Defensively, the 6-foot-6 wing appears ready to make an impact from Day 1. He’s already shown a tremendous amount of defensive versatility at the high school level and boasts the size and athleticism to contribute immediately at the next level.

“He can walk in the door and play college defense,” Ross said. “He’s going to walk in one year from now and he’s going to be able to play big minutes because he’s not going to be a liability [defensively], which would be a problem most freshmen would have, even a lot of highly ranked guys.

“They just haven’t had to play defense the way he has throughout their high school careers. Well, that’s always been kind of what he’s best at since he was younger. He’s going to walk in and be one of your top defenders right off the bat no matter which team he’s on.”

The best part about a player like Boateng for coaches is his ability to mold and adjust to the hand he’s dealt.

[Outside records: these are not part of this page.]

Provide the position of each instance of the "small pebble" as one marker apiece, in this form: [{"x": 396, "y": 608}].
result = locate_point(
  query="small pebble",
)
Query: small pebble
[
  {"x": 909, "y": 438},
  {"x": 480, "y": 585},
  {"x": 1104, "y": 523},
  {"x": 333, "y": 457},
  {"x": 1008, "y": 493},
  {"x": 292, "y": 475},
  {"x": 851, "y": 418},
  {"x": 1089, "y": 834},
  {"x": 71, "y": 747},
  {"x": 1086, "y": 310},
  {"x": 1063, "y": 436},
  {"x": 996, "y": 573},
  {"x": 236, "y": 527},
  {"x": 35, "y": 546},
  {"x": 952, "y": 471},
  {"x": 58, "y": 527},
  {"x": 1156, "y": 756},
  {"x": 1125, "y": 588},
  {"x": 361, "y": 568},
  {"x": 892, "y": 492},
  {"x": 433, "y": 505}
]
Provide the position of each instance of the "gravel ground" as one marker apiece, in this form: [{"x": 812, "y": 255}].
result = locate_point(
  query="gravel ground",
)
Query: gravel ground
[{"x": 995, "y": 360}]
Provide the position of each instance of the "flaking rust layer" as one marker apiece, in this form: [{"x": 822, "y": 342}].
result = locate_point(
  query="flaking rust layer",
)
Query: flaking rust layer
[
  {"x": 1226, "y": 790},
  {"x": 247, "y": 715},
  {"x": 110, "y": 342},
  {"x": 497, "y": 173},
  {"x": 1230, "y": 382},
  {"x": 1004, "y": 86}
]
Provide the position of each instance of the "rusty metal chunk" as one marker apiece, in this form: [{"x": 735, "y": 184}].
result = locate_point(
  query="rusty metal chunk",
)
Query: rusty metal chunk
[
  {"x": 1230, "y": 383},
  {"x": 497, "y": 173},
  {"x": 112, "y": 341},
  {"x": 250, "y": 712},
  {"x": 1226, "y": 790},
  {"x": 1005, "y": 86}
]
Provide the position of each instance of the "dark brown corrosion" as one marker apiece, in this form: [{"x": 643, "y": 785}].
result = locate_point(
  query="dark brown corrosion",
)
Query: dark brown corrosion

He’s got the tools to be a primary defender, or a knock-down shooter, or a secondary playmaker from the wing position, or potentially even a primary on-ball creator.

Perhaps he’s not ready to fill every one of those roles from Day 1, but he’s got the physical and mental tools to become whatever a team needs him to be at the next level.

“Offensively, it’s going to depend on what the team needs him to do,” Ross said. “They need him to be a scorer that goes and shoots 15 times per game? He can do that. Do they need him to be more of a 3-and-D guy where someone else is the creator and he’s spotting up more? He can do that.

“You just have to see what the roster is around him before you see exactly what role he’s going to fall into, but he’s capable of excelling at any of those roles. Wherever he goes, you’re going to have an extremely happy coaching staff. He’s going to be that guy that’s going to come in and fit in with the roster around him.”